Models for dependent extremes using stable mixtures

TL;DR

This paper introduces a unified class of multivariate Extreme Value models using stable mixtures, enabling more efficient analysis, interpretation, and prediction of extreme events across various contexts.

Contribution

It extends existing EV models by unifying multiple interpretations through stable mixtures, enhancing understanding and application in extreme value analysis.

Findings

Models unify and extend EV distributions with stable mixtures.

Applications to corrosion data demonstrate practical utility.
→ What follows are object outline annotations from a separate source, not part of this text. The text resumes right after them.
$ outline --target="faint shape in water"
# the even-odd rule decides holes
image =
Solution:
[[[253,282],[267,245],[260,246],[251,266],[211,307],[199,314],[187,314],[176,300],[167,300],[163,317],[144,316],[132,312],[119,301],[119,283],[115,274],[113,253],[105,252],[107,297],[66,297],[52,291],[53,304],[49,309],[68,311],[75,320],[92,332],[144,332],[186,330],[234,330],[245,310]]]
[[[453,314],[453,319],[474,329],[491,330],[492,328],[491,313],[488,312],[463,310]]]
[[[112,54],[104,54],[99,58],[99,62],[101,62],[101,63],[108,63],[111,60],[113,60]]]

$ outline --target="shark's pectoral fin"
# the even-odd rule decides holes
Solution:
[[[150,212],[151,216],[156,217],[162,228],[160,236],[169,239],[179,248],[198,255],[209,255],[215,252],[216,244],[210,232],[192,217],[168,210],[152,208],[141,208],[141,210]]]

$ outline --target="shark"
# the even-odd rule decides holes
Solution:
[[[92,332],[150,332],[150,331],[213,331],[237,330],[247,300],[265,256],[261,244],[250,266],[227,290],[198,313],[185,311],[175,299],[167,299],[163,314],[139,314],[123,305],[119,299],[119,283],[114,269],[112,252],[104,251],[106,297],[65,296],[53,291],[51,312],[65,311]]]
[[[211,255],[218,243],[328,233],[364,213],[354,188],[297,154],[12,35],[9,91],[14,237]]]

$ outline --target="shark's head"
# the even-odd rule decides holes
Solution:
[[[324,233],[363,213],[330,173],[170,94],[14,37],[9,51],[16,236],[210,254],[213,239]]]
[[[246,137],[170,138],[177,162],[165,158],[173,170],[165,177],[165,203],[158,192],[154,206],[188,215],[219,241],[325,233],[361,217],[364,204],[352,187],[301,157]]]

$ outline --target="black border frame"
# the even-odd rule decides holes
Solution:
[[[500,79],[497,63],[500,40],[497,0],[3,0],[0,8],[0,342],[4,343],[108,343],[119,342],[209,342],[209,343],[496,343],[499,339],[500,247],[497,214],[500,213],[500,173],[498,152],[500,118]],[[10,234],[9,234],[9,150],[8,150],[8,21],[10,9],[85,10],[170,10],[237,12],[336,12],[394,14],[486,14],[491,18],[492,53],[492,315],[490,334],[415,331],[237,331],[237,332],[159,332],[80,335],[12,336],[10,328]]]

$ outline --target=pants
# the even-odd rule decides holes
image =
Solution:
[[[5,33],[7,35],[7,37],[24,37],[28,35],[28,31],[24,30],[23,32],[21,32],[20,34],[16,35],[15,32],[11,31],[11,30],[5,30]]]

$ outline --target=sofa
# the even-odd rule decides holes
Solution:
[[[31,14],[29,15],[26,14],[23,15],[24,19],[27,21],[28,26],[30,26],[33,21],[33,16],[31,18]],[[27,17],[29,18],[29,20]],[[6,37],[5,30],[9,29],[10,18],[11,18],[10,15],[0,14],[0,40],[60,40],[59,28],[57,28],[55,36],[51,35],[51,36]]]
New models for time series and spatial extremes are proposed.

Abstract

This paper unifies and extends results on a class of multivariate Extreme Value (EV) models studied by Hougaard, Crowder, and Tawn. In these models both unconditional and conditional distributions are EV, and all lower-dimensional marginals and maxima belong to the class. This leads to substantial economies of understanding, analysis and prediction. One interpretation of the models is as size mixtures of EV distributions, where the mixing is by positive stable distributions. A second interpretation is as exponential-stable location mixtures (for Gumbel) or as power-stable scale mixtures (for non-Gumbel EV distributions). A third interpretation is through a Peaks over Thresholds model with a positive stable intensity. The mixing variables are used as a modeling tool and for better understanding and model checking. We study extreme value analogues of components of variance models, and new time series, spatial, and continuous parameter models for extreme values. The results are applied to data from a pitting corrosion investigation.